The value of Africa’s total exports in 1990 was almost 2% of the world’s total exports. Almost all exports consist of unprocessed raw materials (especially crude oil) and food. Although exports are minimal compared to world trade, they nevertheless account for 22% of the continent’s total production (GDP). Therefore, Africa is heavily dependent on world market prices. The relationship between the prices of Africa’s exports and imports, the trade-off, developed negatively from the early 1980s, falling from index 168 in 1981 to index 96 in 1989. This meant that Africa was getting harder and harder to finance its imports..
Foreign trade is concentrated on the EU countries, which in 1990 reduced about half of exports; Here, Nigeria’s oil exports accounted for a significant share. According to CountryAAH, 60% of imports come from the EU. By contrast, trade between African countries is severely limited; in 1990, less than 7% of total African countries exported to other African countries.
The continent’s limited share of total world trade is offset by an even more pronounced lack of foreign private investment. With few exceptions, no African countries have received foreign investment to any significant degree in the 1980s. Nigeria with the large oil sector as well as South Africa are the only significant exceptions to sub-Saharan Africa.
Africa’s marginalization in relation to the world economy is both a consequence and a cause of the continent’s economic situation deteriorating. This will include expressed in a sharp increase in total debt to the outside world. In sub-Saharan countries, debt rose to $ 146 billion. dollars in 1990, a tripling during the 1980s. Paying interest and repayments is a huge burden on the already troubled economies. In some years, countries are paying 30% or more of their export earnings to pay back and repay the debt.
The North African countries were also heavily indebted throughout the 1980s; however, Egypt had its debt down by more than 50% from 1990 to 1991 – a recognition of Egyptian support for the international fight against Iraq’s occupation of Kuwait in 1990.

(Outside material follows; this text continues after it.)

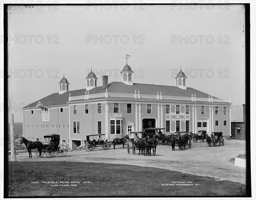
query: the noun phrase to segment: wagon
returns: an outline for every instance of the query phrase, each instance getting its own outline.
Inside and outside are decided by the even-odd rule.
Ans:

In close cooperation with the International Monetary Fund (IMF), during the 1980s, the World Bank (IBRD) prepared economic reform programs for a large number of African countries. Structural reforms aimed at a radical liberalization of the economy; By eliminating state control measures and government control, the Monetary Fund and the World Bank hoped that economies could get started. In addition to general liberalization, the two financial institutions demanded that governments try to promote exports. The goal was a growth in foreign exchange earnings to facilitate the repayment of foreign debt. In most countries, the positive results of the economic horse race did not appear or were waiting for. In many places the reforms led to growing social and political turmoil.
It is characteristic that the implementation of economic structural reforms was increasingly conditional on African countries being able to obtain development assistance from the rich world. The EC (later the EU) and including Denmark began to endorse the reform requirements set by the World Bank and the Monetary Fund. This was particularly important as the total aid provided by the Community countries during the 1980s represented more than half of the total assistance to sub-Saharan Africa. In North Africa, too, the EU is an important aid provider.
EU aid is partly channeled from one country to another (bilateral assistance). major French development programs in the former French colonies, partly through the EU’s multilateral agreement, the Lomé Convention, which includes 45 African countries. These are substantial sums; In 1990/91, development aid accounted for 11% of total GDP in sub-Saharan countries, and at least half came from Western European countries.